You won’t, she says. At least, I say, you don’t
have to wash the dog. Now I’ve got nothing
to do this time of day, she says. Problem
with this family, I say, is that no one
ever dies, except for dogs, cats, and fish.
And that rabbit of yours, and the chicks that drowned
in their water dish. And the frog we found
on the road and rescued and then it croaked.
I mean, if it happened to us, somehow
I’d be happier. Well, you wouldn’t be
happier, she says. Just wiser, maybe.
I reach for my copy of Doom Patrol.
Negative Man, Elasti-Girl, and Robot
Man, and their wheelchair-bound chief, Niles Caulder.
They’re braver than I and not even real.
And anything bad that happens to them
doesn’t matter because they have no life.
Why do I feel so low when they go down
and am dissatisfied when they get up
again? They must live in Heaven. I half
expect that dog to leap across the page.
Mange Mutt, maybe. Doom Dog. Patrol Pup–I
keep naming him and he will never die.
Somehow I wish that he had never lived.
Maybe, I repeat. He was a good boy.
Kind of stupid but smart enough to die.
I figure he’s looking down at me now
like he’s waiting for me to throw something
for him to chase. A ball. A stick. A bone.

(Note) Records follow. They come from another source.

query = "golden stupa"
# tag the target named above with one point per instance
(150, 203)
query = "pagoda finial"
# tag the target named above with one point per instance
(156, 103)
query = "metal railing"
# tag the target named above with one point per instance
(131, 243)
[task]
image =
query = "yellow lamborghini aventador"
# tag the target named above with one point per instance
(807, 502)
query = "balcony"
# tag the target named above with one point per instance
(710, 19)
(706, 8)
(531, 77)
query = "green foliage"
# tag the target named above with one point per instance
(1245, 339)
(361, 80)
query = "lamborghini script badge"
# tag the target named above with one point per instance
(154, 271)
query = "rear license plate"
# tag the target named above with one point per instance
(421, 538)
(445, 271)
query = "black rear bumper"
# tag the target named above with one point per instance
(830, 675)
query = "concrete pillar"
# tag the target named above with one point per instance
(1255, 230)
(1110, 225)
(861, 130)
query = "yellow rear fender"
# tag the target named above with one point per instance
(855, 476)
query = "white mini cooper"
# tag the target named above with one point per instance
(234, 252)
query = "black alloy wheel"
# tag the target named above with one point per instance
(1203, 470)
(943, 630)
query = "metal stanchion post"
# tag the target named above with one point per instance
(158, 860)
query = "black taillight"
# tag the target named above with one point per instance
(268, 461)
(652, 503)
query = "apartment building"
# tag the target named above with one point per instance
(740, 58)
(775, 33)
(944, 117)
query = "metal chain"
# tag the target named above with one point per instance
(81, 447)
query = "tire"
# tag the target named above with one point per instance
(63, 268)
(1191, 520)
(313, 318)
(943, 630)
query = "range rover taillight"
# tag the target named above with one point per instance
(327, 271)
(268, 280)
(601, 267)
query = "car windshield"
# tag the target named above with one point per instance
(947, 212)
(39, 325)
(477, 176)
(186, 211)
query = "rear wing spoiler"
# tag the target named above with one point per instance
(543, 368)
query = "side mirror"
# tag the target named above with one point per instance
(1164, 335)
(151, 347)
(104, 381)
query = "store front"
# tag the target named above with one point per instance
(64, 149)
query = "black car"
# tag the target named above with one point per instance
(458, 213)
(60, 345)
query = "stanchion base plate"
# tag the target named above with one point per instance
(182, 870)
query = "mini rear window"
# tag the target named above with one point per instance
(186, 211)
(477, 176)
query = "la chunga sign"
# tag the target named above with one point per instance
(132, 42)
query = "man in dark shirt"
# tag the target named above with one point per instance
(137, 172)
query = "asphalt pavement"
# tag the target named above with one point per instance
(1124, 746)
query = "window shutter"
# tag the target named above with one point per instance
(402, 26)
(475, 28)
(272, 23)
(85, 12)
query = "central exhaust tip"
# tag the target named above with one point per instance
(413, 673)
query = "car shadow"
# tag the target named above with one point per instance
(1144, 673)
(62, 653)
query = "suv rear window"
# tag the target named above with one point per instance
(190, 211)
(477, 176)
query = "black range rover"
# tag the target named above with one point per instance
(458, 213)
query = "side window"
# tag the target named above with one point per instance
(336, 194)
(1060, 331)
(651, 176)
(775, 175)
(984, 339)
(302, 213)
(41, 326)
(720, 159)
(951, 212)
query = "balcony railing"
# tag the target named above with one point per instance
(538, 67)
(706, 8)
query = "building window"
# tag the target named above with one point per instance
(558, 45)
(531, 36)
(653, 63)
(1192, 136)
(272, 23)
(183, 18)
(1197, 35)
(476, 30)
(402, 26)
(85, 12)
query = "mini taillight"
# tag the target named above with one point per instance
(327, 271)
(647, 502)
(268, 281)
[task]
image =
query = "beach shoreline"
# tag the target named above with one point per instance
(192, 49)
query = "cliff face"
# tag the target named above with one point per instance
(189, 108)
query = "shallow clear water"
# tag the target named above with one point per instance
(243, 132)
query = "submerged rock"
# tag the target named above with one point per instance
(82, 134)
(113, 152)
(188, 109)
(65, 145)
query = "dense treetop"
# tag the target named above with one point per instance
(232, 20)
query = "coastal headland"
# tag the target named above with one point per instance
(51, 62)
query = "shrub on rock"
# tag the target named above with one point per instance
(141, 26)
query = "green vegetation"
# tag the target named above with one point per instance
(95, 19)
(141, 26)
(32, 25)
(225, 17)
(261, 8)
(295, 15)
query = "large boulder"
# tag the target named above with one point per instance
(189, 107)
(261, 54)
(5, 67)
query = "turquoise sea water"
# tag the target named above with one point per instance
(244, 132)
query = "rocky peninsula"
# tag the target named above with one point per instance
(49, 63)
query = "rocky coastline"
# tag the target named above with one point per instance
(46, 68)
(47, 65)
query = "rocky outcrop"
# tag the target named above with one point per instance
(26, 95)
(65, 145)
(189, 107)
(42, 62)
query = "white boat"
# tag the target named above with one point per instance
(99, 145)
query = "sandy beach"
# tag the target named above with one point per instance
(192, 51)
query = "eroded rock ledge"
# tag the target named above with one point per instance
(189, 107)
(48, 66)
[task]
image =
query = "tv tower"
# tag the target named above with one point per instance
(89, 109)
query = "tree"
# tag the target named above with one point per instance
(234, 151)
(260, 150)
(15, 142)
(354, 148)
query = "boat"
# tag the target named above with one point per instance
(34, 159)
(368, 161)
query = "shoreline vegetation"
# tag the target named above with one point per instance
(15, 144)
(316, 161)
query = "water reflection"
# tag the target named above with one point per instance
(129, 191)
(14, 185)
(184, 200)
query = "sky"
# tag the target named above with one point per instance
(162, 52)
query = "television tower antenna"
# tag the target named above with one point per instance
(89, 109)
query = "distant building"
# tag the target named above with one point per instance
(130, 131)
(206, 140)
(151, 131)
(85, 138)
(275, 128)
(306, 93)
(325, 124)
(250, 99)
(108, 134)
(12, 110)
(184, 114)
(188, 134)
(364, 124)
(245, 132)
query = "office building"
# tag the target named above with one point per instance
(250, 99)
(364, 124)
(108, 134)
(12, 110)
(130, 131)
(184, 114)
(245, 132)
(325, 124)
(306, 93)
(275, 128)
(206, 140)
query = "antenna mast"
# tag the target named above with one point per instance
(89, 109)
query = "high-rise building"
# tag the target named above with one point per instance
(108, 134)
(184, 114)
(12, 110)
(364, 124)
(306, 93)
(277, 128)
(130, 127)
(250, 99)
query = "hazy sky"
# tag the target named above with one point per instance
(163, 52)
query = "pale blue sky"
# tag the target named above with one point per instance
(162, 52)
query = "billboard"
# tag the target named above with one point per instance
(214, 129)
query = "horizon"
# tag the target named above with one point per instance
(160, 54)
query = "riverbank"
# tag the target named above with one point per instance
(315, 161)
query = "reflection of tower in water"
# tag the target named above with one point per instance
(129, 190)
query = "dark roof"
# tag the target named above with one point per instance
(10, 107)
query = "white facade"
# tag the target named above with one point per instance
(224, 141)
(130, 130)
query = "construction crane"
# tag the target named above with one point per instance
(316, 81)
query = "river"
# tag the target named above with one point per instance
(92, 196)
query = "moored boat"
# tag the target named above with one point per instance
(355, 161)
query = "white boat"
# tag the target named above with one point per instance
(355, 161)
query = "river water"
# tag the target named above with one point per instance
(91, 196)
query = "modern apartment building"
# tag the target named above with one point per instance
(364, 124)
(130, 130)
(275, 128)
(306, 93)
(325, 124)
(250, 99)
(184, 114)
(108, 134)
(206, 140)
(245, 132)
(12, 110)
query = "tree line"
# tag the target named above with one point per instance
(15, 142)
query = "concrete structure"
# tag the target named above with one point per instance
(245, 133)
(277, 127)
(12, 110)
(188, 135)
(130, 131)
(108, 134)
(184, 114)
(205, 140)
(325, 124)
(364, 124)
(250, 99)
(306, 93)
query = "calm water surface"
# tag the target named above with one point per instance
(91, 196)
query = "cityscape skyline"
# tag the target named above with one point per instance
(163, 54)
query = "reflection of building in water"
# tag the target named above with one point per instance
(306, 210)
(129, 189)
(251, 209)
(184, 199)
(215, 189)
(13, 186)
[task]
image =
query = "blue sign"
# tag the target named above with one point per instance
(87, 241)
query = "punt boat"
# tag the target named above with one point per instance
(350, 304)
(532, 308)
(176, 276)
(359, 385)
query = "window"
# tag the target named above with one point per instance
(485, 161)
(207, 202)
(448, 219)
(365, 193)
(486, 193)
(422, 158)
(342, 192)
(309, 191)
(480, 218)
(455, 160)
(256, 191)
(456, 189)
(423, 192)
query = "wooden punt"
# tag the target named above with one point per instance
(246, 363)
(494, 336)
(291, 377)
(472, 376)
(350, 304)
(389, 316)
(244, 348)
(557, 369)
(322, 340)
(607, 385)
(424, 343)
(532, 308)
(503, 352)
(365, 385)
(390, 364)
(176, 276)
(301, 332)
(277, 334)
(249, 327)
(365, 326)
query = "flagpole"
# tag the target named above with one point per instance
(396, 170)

Gale Acuff has had hundreds of poems published in a dozen countries and has authored three books of poetry. His poems have appeared in Ascent, Reed, Arkansas Review, Poem, Slant, Aethlon, Florida Review, South Carolina Review, Carolina Quarterly, Roanoke, Danse Macabre, Ohio Journal, Sou’wester, South Dakota Review, North Dakota Quarterly, New Texas, Midwest Quarterly, Poetry Midwest, Worcester Review, Adirondack Review, Connecticut River Review, Delmarva Review, Maryland Poetry Review, Maryland Literary Review, George Washington Review, Pennsylvania Literary Journal, Ann Arbor Review, Plainsongs, Chiron Review, McNeese Review, Weber, War, Literature & the Arts, Poet Lore, Able Muse, The Font, Fine Lines, Teach.Write., Oracle, Hamilton Stone Review, Sequential Art Narrative in Education, Cardiff Review, Tokyo Review, Indian Review, Muse India, Bombay Review, Westerly, and many other journals.
“Underdog” has a real voice and stands out among recently published poems on this site. It is artfully “artless,” more narrative than poem, yet the shaggy lines fit the subject and create an indelible portrait of both dog and owner. Many long poems break down but this one carries us all the way to its finale.